Monday, September 14, 2009

Engineering Education

I haven't told you where I go to school yet, and I'll keep that under wraps for a bit, though it wouldn't be hard to guess, I think. For the most part, our profs are amazing. They are really helpful, always available, and knowledgeable as well. This school is supposed to the best. The #1. Too often for my taste though, I find examples of substandard work in progress.
The other day, I was in my economics class, Managerial Economics. My professor (whom I really enjoy) assigned us a Lagrangian maximization problem. As a math major, this shouldn't be a big deal. Unfortunately, I consider myself to be lacking in the general knowledge of mathematics. Even though I should have learned Lagrangians long ago in Calculus 1, 2, or 3 (before my freshman year), I don't remember how to do them. I think most people don't, but as a math major, I feel like I'm sort of obligated to remember this type of thing.
This Lagrangian maximization was a bit special though, because it had an inequality constraint. After searching the internet up and down, old calculus assignments, asking a math professor, and asking my Econ professor, I finally discovered one way to solve such a problem.

To maximize (or minimize, of course) the function f(q) with a constraint such as q <= 300, you could add a "slack" variable in. Now my first intuition was to add a variable like 's', to make the inequality an equality like this: q+s = 300. Although you would expect this to work, when you take the partial derivatives, you will discover that the Lagrangian multiplier effectively disappears! The solution, it turns out, is to add s^2, rather than s. Mathematically, it makes no difference of all, of course. But when you take the partial of f with respect to s, now you get 2*s*lambda, instead of just lambda. Since this problem is now a nightmare to solve by hand, you need a good friend like Maple to do it for you. As a math major and an engineer, I am always trying to figure out WHY things work. It drives me completely insane that I have NO idea why you have to add an s^2 rather than s, since it should make no mathematical difference. But no one has been able to explain it to me, and no internet site had a satisfactory explanation. So I must accept it for now. The irritating part of this problem is that my Econ prof had no idea how to solve the Lagrangian maximization with the inequality. His solution was to "assume it was an equality". This means that you are assuming about 100 things about the function and its partial derivatives which may or may not be true. What if the constraint isn't binding (the global maximum is less than 300)? What if f(q) isn't parabolic? It's completely ridiculous to make such a rash assumption. I am appalled that such an invalid assumption is being made. It offends me as a student, as a math major, as an econ major, and as a inquisitive human being. You make wild assumptions in high school. Now it's time to play ball. You face all of your worst mathematical nightmares like a big boy and solve them.
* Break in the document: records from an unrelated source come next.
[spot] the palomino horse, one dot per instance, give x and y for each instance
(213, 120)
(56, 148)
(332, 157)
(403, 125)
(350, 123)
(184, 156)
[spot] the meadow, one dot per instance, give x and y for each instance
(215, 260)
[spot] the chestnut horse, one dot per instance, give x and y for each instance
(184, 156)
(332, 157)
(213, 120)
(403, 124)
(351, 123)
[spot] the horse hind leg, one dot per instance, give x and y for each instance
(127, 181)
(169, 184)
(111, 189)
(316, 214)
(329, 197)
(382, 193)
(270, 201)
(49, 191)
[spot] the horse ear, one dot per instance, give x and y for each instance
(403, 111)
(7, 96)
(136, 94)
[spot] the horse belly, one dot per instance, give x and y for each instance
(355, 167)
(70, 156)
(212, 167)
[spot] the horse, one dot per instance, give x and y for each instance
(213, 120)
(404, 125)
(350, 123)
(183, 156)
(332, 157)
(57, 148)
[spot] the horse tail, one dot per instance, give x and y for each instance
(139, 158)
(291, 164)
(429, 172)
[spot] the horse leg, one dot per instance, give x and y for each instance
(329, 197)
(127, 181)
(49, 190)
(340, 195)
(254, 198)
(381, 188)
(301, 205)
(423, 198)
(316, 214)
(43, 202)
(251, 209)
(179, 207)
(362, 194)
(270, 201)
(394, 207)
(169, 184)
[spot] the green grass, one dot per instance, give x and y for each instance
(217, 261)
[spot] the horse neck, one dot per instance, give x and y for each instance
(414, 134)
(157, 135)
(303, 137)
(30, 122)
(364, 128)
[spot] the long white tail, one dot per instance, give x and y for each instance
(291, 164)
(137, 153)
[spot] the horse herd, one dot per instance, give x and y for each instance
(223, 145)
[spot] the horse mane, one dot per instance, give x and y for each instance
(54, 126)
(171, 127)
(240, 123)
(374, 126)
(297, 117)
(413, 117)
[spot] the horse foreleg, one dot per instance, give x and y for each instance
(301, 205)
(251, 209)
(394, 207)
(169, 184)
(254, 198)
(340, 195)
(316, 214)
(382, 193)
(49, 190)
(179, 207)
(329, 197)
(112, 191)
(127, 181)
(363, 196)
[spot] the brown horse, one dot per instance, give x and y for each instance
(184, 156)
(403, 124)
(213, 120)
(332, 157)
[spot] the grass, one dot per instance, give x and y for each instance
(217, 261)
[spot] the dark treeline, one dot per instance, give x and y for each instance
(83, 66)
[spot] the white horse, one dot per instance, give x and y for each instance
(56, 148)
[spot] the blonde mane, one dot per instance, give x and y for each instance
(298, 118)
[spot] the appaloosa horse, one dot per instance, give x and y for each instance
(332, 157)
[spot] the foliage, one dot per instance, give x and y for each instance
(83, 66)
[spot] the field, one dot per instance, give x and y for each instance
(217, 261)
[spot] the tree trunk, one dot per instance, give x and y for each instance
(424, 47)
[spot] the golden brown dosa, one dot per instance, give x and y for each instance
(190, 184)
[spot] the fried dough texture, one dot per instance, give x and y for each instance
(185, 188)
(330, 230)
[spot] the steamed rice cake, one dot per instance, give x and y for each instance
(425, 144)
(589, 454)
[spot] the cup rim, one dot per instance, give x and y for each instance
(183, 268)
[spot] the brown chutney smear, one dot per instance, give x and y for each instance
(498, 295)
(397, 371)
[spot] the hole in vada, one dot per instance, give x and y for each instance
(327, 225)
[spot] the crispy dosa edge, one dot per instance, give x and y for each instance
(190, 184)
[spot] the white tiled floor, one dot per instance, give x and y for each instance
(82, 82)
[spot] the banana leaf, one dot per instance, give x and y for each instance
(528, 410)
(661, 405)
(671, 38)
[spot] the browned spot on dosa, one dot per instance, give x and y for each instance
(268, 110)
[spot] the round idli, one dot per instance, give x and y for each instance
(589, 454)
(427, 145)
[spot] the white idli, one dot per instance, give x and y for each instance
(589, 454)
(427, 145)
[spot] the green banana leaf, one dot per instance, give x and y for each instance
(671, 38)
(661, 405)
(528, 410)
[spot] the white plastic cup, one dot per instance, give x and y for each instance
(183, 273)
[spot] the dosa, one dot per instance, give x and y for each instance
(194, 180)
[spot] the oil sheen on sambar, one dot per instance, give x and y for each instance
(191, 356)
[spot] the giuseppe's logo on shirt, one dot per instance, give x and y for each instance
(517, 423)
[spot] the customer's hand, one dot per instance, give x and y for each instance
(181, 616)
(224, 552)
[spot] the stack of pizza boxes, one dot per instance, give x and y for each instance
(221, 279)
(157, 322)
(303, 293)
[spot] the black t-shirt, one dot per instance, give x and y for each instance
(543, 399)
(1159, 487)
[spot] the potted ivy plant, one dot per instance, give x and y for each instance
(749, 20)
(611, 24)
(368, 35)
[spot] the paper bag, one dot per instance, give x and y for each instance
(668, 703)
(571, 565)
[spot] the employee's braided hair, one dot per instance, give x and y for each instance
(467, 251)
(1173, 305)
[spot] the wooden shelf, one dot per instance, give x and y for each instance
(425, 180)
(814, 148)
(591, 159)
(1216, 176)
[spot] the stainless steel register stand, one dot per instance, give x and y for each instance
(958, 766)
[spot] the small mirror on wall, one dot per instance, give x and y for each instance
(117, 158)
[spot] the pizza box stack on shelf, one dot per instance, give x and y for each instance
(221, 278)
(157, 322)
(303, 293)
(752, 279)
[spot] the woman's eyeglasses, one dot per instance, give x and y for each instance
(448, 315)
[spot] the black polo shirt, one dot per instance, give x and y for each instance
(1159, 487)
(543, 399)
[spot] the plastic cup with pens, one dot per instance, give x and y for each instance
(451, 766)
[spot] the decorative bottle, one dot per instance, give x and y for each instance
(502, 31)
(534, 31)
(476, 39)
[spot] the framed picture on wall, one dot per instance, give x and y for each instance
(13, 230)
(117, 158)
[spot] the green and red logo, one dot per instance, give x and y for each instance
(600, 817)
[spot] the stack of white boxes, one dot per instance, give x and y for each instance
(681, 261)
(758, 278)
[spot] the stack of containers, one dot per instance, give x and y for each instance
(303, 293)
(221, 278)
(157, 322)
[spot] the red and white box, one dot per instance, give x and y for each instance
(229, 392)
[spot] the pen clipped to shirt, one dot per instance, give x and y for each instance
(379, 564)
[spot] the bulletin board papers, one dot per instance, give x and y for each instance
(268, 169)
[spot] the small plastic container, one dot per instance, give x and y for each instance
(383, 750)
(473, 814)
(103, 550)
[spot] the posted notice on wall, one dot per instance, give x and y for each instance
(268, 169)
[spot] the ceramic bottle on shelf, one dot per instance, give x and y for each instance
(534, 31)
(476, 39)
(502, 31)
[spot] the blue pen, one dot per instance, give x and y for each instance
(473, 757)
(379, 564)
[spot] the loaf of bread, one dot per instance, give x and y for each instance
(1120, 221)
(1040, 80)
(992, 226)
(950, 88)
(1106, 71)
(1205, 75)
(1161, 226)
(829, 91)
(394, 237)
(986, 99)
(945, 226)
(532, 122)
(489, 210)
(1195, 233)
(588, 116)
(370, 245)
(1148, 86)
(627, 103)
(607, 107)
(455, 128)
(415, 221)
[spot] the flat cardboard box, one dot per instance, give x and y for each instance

You'll figure out soon enough that I'm pretty smart. I really don't like to brag about it, and I didn't even accept that I was smarter than most people here for a long time. I'm finally coming to grips with it though. I thought that by coming to "the best" that I would be mentally stimulated, but that isn't the case to an astonishingly large extent. Some days I am disappointed in my college, and its #1 rating. My roommate and I often wonder if it really is the best. And we are demoralized at the thought that it really might be. Could this be the best that the world has to offer? MIT wouldn't have me, though I don't know why. I suppose I don't play enough sports or something. I'm a CS major for crying out loud. I'm not supposed to play sports, that would make me weird ;-).


I was walking around the campus lake today, and I spied a very large turtle. It wasn't the largest turtle I've ever seen. It wasn't a snapping turtle, it was just the standard Speed Lake turtle, except monstrous. It was at least three times the size of the next largest turtle I've ever seen in the lake. He didn't mind me much, he wasn't even looking at me. I've always wondered how turtles grow inside their shells, and I do believe I've discovered the answer! This largish turtle was "shedding" the outer layer of his shell. I could see parts where the outer layer was gone, and there was dark, new shell underneath. The rest of it was all dried out and falling off.